Often, when highlighting a patient or component, we tend to focus on the high-tech; the cutting-edge; the "latest and greatest." However, the simplest of prosthetic devices can make a very big impact on a person's life and functionality.
Meet Dennis Partin, Optimus Prosthetics patient and thumb amputee.
On May 10, 2010, Dennis was working a 400-ton punch press. It was not equipped with dual palm buttons - a standard safety feature for these huge machines - and one wrong move cost Dennis his right thumb. "In less than a second, it was gone. It happened so quick," says Dennis.
"All the small things, all the things you don't think about, they were suddenly much harder," Dennis, who is right-handed, explained. "Turning a key, writing, tightening and loosening things, struggling to open a 20-oz pop bottle, everything is more difficult." Dennis went on to explain the impact on his remaining fingers, as well as his left hand. Since he is compensating for the missing thumb, he puts a lot of extra pressure on his fingers and other hand; to the point of needing injections in his left hand for pain.

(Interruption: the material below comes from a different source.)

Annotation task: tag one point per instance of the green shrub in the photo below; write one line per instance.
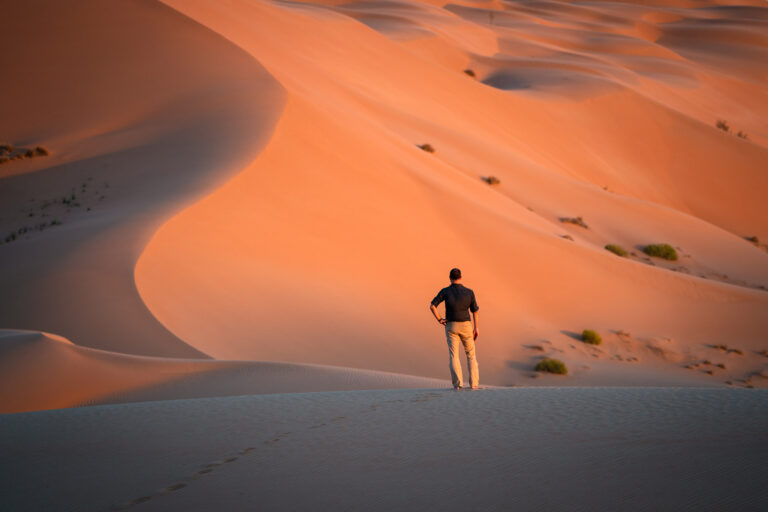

Travis Barlow, CP, worked with Dennis on a solution. "When he came to us, he already had a passive device. We wanted to come up with something that gave him more options and greater functionality."
Dennis explained that the biggest advantage of his first device was purely cosmetic. "It really helped in terms of being self-conscious about my hand - but I couldn't do much with it. The thumb couldn't really move, so it was still difficult to hold things."
Travis used Dennis' input when making his new, more functional prosthesis. "Thumb placement was very important to Dennis," Travis explained. "We wanted to give him an opposition post that could be manipulated easily to accommodate for larger objects, and allow him to grasp things securely. We also were careful not to limit the range of motion of his hand and wrist."
As a machinist, Dennis uses both hands all day long, and having a functional, movable thumb has made a huge difference! "My new prosthesis is great!" Dennis said. "The thumb can swivel and move and I can adjust the tension to hold things tightly, without worrying about dropping them."
Like so many amputees, Dennis stays positive by focusing on what he has, instead of what he has lost. "I was inches away from losing my arm," Dennis said. "I was just 23 at the time of the accident. I have 40 years of work ahead of me. I can't let this get me down."